Yıllar önce, güzel kentimiz İzmir’in iktisat/ticaret tarihini tüm yönleriyle araştırıp yazmış ve kitaplaştırmıştık. İzmir Ticaret Odası (İZTO) tarafından yayımlanan “Yüzyıllar Köprüsü” isimli eserde (Yüzyıllar Köprüsü / Prof. Dr. Ferlâl Örs - Dr. Erkan Serçe - Mehmet Şakir Örs / 2002); bir ticaret ve ihracat kenti olan İzmir için limanın taşıdığı anlamı ve önemi ayrıntılı biçimde ortaya koymuştuk. İzmir, geçmişten geleceğe uzanan tarihsel süreçte, tam anlamıyla bir liman kentidir. Liman da İzmir’in simgesidir!
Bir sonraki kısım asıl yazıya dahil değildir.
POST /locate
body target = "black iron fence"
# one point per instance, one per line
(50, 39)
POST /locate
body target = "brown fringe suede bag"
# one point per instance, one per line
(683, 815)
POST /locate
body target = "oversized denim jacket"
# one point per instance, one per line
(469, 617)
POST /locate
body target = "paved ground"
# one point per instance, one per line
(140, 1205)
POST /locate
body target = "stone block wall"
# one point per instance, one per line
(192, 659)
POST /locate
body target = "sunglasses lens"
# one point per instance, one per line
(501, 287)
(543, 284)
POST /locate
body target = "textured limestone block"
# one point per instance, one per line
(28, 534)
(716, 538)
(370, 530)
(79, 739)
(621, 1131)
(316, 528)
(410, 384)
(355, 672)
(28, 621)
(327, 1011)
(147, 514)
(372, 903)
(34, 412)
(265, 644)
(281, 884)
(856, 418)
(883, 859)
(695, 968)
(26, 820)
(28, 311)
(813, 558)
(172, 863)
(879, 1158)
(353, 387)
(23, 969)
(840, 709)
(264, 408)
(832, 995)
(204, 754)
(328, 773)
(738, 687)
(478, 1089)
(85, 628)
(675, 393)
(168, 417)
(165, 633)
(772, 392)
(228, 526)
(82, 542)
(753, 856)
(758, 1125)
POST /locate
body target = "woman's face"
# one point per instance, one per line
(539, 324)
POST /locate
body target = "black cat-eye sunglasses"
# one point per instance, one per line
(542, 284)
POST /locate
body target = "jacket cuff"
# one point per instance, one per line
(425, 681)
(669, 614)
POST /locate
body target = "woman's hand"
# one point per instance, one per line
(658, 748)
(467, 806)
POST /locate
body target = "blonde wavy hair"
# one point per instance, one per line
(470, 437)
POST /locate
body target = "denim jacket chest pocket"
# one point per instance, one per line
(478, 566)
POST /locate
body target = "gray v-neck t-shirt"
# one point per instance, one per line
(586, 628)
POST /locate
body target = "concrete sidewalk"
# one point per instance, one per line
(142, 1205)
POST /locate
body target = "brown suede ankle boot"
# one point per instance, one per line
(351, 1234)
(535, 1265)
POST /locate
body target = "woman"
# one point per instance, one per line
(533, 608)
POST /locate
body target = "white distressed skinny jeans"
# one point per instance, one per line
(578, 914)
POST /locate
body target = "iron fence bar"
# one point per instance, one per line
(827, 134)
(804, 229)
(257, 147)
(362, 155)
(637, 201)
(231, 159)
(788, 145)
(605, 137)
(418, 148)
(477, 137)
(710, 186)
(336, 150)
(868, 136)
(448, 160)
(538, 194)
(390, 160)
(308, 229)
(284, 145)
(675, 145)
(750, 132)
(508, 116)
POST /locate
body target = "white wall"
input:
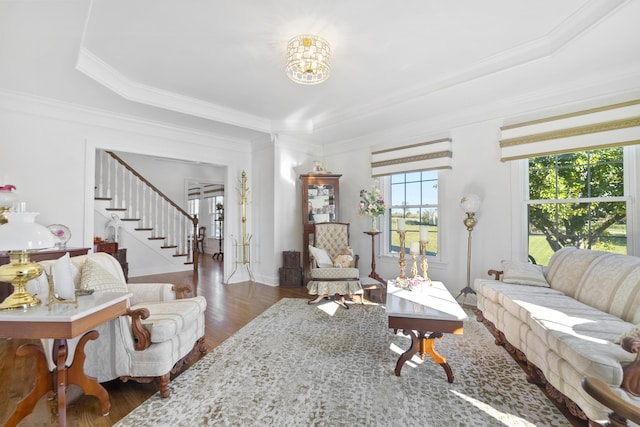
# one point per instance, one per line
(476, 169)
(48, 153)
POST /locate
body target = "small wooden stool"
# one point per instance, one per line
(369, 284)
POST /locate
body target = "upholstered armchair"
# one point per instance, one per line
(621, 409)
(160, 333)
(334, 268)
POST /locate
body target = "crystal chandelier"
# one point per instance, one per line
(308, 59)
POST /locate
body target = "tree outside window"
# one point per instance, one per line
(577, 199)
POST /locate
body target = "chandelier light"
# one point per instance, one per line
(308, 59)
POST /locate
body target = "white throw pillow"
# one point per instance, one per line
(321, 256)
(96, 277)
(62, 273)
(523, 273)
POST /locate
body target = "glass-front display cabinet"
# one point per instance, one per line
(320, 200)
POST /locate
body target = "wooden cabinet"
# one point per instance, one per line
(320, 202)
(290, 272)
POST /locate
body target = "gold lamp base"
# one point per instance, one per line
(18, 272)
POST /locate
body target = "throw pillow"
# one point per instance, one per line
(343, 261)
(96, 277)
(523, 273)
(633, 333)
(321, 256)
(62, 273)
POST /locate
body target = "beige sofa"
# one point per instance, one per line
(566, 321)
(171, 335)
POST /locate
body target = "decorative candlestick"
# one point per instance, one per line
(414, 266)
(424, 264)
(401, 261)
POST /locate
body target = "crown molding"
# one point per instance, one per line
(548, 44)
(100, 71)
(39, 106)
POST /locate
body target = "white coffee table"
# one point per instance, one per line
(424, 315)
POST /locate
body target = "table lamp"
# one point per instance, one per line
(19, 237)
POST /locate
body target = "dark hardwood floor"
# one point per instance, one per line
(229, 308)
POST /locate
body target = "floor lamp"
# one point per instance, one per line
(469, 204)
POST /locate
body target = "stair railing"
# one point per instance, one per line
(141, 201)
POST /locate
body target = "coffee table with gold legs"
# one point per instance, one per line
(425, 315)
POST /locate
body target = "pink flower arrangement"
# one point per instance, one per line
(371, 203)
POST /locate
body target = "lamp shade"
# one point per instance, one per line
(470, 203)
(21, 232)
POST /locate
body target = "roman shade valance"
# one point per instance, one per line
(609, 126)
(411, 158)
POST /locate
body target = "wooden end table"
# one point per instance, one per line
(60, 324)
(373, 273)
(424, 316)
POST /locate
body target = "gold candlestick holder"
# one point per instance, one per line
(414, 265)
(424, 264)
(401, 261)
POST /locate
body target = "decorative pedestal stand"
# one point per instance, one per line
(373, 273)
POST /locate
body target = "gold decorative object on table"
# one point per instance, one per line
(246, 238)
(424, 264)
(19, 237)
(424, 239)
(413, 250)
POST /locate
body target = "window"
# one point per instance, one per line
(577, 199)
(414, 197)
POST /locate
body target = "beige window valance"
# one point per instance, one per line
(609, 126)
(411, 158)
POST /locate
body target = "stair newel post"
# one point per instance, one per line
(194, 243)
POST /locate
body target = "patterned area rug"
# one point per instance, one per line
(322, 365)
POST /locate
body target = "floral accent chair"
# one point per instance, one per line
(331, 240)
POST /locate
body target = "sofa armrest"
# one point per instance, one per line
(141, 336)
(181, 291)
(151, 292)
(631, 372)
(495, 273)
(601, 392)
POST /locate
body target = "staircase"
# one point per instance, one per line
(129, 202)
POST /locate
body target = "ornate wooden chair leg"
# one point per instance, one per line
(163, 383)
Günümüzde bazı çevreler için artık pek bir anlam ifade etmiyor olsa da hiçbir zaman unutulmamalıdır. O İzmir ki ülkemizde “kurtuluşun ve kuruluşun kenti”dir! O satılması için şimdilerde kapı kapı dolaşılan liman ve benzeri değerlerimizin millileştirilmesi için, bir zamanlar ne mücadeleler verilmiştir! İşte adı üstünde, İzmir Alsancak Limanı bağımsızlığın ve özgürlüğün limanıdır!...

MİLLİLİK VE YERLİLİK!

Yıllardır gerekli yatırımlar yapılmayan ve kaderine terk edilen İzmir Limanı, şimdi elden çıkarılmaya ve Araplara satılmaya çalışılıyor. Üstelik sözde “millilik ve yerlilik” söylemlerinin şampiyonluğuna soyunanlar tarafından! Kurallara uygun bir “özelleştirme” bile sayılamayacak bu tartışmalı satışı sorgulamak ve buna karşı çıkmak; hem iktisadi ve hem de siyasi açıdan doğrudur, yerindedir.

Yatırımları zamanında yapmayıp, limanı kaderine terk eden iktidar çevrelerinin; şimdi bu satışı sorgulayanlara ve Araplara satılmasına karşı çıkanlara yönelttiği, “İzmir’in gelişmesini, büyümesini istemiyorlar’ suçlaması da anlamsızdır. Bu tam anlamıyla, hatanın ve eksikliğin üstünü örtme halidir!...

İzmir Limanı’nın kaderi/geleceği, kentin ve bölgenin ekonomik-sosyal gelişim bütünselliği içinde değerlendirilmelidir. Bunun için de başta yerel yönetim olmak üzere, İzmir’in yerel dinamiklerinin görüşleri dikkate alınmalıdır. İzmir Alsancak Limanı’nın, hem ülkemiz ve hem de güzel İzmir’imiz için taşıdığı tarihsel anlam ve değer unutulmamalıdır.